High-dimensional Bayesian inference via the Unadjusted Langevin Algorithm
This provides theoretical guarantees for a sampling method in high-dimensional Bayesian inference, but it is incremental as it builds on existing Langevin-based approaches with specific assumptions.
The paper tackles the problem of sampling high-dimensional probability distributions in Bayesian inference by analyzing the Unadjusted Langevin Algorithm, obtaining non-asymptotic convergence bounds in Wasserstein and total variation distances with explicit dependence on dimension, and demonstrating results in a binary regression example.
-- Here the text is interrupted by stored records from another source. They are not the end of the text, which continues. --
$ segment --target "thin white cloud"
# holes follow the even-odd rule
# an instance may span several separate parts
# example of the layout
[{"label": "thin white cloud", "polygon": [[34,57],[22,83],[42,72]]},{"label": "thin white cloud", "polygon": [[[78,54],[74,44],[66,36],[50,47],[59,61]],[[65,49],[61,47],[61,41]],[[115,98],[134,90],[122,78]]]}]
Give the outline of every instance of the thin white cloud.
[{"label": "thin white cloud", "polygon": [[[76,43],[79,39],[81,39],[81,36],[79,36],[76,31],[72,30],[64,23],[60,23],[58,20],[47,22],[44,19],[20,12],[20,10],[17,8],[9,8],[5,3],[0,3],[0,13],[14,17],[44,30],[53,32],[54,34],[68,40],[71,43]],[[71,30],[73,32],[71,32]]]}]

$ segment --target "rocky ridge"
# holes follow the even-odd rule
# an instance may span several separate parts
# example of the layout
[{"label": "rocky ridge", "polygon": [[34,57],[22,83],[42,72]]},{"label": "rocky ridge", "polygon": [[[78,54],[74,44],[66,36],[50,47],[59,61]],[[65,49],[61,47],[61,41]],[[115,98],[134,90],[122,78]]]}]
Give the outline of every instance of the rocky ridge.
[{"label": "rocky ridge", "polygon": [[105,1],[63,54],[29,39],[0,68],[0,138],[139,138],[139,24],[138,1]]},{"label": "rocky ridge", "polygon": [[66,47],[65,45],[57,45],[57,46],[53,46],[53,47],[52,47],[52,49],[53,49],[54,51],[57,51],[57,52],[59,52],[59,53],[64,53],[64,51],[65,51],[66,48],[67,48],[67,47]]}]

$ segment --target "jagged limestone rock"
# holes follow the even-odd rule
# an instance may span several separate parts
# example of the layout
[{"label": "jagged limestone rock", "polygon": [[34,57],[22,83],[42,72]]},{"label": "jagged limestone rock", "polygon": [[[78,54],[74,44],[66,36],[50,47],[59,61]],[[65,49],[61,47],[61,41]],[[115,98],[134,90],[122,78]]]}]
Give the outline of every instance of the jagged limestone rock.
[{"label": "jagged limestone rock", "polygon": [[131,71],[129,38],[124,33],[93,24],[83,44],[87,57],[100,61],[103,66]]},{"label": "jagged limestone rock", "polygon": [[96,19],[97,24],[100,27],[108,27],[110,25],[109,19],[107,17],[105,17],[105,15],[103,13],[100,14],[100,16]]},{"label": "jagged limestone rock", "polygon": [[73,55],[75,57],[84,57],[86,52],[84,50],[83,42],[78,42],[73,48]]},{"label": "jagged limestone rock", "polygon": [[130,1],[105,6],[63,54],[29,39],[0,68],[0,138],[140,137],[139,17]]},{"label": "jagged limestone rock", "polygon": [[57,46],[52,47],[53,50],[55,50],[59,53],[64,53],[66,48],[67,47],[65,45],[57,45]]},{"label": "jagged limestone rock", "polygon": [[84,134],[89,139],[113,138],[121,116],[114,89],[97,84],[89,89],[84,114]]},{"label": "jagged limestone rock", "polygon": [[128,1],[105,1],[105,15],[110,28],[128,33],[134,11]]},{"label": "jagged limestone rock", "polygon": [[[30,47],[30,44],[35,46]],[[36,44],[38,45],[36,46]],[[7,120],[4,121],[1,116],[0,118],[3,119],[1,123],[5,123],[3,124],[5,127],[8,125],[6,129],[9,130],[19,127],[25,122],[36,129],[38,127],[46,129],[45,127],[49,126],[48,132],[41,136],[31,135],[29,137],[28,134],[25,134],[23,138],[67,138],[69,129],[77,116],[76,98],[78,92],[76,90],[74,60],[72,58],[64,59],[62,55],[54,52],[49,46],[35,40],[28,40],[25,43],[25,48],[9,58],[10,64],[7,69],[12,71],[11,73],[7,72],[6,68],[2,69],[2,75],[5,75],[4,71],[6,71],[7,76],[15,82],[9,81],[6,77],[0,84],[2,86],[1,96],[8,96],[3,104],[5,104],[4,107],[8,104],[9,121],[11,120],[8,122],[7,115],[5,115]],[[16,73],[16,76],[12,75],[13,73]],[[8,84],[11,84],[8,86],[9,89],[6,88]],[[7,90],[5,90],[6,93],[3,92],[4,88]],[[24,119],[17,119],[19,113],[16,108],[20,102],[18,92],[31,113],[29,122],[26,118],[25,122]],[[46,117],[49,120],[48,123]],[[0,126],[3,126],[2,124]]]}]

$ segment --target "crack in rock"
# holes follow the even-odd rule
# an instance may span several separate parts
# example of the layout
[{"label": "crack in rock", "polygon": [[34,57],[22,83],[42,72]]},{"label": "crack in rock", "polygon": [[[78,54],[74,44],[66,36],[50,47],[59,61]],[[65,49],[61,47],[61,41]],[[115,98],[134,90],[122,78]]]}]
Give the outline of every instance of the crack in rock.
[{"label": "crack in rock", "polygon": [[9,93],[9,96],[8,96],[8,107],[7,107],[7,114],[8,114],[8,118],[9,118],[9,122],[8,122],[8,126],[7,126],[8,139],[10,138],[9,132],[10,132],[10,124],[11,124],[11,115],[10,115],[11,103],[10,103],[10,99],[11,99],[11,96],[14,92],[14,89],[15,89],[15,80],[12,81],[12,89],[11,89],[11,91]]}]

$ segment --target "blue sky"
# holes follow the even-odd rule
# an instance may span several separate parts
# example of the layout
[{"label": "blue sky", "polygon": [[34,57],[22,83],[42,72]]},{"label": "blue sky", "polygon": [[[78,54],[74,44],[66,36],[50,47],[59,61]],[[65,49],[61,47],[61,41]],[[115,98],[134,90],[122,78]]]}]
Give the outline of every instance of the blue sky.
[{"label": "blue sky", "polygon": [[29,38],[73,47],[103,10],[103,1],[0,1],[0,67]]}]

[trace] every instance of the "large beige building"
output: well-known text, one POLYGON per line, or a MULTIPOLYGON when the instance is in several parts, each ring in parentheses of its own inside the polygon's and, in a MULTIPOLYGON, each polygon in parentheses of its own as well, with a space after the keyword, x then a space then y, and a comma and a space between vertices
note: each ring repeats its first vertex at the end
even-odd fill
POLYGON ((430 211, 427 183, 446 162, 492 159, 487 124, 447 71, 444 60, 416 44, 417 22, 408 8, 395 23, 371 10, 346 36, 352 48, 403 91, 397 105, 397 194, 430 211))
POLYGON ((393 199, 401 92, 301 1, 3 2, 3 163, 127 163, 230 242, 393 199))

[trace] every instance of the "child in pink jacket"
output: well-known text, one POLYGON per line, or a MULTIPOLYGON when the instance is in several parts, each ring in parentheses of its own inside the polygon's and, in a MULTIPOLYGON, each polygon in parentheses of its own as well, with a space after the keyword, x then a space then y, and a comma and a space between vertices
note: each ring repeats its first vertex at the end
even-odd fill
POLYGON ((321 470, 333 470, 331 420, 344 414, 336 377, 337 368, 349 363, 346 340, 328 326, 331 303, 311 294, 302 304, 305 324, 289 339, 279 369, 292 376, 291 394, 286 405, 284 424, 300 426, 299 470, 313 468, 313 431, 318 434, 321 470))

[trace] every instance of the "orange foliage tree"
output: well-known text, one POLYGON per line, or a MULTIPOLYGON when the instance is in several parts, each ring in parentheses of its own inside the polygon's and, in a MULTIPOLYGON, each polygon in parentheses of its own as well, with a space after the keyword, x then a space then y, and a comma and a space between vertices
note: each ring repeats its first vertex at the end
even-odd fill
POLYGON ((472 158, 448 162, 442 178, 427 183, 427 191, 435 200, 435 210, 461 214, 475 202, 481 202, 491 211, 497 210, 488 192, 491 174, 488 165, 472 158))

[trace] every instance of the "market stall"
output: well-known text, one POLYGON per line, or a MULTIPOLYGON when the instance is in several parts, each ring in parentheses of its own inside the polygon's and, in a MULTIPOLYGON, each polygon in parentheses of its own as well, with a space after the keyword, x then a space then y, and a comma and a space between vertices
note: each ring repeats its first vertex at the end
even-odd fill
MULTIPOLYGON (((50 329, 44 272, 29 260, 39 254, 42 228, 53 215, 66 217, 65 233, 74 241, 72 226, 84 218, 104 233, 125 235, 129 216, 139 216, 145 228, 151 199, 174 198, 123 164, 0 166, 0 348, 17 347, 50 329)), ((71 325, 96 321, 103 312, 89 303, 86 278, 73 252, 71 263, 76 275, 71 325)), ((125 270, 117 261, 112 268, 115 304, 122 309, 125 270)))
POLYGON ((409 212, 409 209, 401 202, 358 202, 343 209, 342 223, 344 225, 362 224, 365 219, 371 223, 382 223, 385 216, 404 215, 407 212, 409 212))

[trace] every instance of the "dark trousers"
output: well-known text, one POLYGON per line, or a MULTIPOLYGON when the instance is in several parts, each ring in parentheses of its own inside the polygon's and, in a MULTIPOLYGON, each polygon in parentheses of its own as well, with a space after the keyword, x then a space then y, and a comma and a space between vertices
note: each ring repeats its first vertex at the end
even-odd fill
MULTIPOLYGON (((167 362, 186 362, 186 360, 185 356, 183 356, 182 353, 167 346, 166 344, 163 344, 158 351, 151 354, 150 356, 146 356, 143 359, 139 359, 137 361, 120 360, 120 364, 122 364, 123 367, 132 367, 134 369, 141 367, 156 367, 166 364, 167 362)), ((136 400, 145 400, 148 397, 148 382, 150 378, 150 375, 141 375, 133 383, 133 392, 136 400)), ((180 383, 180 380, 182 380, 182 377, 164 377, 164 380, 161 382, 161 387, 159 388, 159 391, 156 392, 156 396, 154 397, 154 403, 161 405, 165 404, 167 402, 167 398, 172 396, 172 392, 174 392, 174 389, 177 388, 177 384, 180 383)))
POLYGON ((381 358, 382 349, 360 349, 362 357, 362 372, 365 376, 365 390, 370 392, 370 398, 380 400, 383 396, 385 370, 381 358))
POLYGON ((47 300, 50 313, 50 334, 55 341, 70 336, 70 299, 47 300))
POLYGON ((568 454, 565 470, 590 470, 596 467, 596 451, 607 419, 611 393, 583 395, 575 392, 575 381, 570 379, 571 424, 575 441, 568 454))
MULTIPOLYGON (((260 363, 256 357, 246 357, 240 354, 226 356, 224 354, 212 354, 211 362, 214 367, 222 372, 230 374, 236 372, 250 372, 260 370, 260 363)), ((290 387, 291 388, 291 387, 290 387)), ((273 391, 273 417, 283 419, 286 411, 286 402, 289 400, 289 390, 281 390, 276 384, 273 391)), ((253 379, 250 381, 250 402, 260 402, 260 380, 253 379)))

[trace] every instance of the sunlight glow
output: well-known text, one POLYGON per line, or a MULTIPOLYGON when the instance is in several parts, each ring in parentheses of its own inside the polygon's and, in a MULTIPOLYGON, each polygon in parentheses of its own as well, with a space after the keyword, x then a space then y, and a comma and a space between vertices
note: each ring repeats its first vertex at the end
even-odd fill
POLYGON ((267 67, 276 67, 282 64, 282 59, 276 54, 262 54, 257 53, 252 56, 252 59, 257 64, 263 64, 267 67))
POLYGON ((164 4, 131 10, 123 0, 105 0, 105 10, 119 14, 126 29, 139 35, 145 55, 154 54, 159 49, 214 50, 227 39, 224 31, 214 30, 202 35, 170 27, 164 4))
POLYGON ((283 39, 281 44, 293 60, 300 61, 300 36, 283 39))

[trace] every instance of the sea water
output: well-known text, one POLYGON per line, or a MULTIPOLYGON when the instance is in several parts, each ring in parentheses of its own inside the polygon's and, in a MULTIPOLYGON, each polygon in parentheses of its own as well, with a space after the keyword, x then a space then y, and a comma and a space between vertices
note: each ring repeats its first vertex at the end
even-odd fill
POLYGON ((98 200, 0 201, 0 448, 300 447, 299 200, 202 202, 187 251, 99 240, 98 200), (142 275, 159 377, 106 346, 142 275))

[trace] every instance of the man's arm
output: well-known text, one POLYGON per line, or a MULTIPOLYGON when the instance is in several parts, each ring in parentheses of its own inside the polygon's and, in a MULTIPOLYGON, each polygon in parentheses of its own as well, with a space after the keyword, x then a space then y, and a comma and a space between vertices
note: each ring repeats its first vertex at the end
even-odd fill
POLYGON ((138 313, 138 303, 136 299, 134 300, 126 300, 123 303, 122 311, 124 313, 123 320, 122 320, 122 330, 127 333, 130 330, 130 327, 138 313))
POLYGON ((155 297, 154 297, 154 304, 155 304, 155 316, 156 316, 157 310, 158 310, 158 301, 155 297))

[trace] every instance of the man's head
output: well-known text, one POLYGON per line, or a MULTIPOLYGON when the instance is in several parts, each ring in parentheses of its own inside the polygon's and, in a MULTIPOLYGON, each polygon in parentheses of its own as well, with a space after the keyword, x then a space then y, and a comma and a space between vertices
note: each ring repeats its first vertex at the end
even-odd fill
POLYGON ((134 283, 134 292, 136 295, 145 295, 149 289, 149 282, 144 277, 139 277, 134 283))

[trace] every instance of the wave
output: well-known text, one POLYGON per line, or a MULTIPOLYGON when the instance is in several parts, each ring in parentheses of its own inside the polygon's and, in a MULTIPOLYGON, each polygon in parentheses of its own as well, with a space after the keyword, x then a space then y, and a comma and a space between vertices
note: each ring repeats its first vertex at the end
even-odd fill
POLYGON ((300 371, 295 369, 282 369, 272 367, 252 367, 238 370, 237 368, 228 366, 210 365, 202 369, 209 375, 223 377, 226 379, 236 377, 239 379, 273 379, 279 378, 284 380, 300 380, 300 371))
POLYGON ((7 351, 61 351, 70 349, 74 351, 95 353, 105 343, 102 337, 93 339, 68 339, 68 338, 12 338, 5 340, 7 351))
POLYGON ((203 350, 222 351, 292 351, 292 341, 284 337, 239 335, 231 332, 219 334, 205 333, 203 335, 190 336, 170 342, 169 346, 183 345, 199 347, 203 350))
We consider in this paper the problem of sampling a high-dimensional probability distribution $π$ having a density with respect to the Lebesgue measure on $\mathbb{R}^d$, known up to a normalization constant $x \mapsto π(x)= \mathrm{e}^{-U(x)}/\int_{\mathbb{R}^d} \mathrm{e}^{-U(y)} \mathrm{d} y$. Such problem naturally occurs for example in Bayesian inference and machine learning. Under the assumption that $U$ is continuously differentiable, $\nabla U$ is globally Lipschitz and $U$ is strongly convex, we obtain non-asymptotic bounds for the convergence to stationarity in Wasserstein distance of order $2$ and total variation distance of the sampling method based on the Euler discretization of the Langevin stochastic differential equation, for both constant and decreasing step sizes. The dependence on the dimension of the state space of these bounds is explicit. The convergence of an appropriately weighted empirical measure is also investigated and bounds for the mean square error and exponential deviation inequality are reported for functions which are measurable and bounded. An illustration to Bayesian inference for binary regression is presented to support our claims.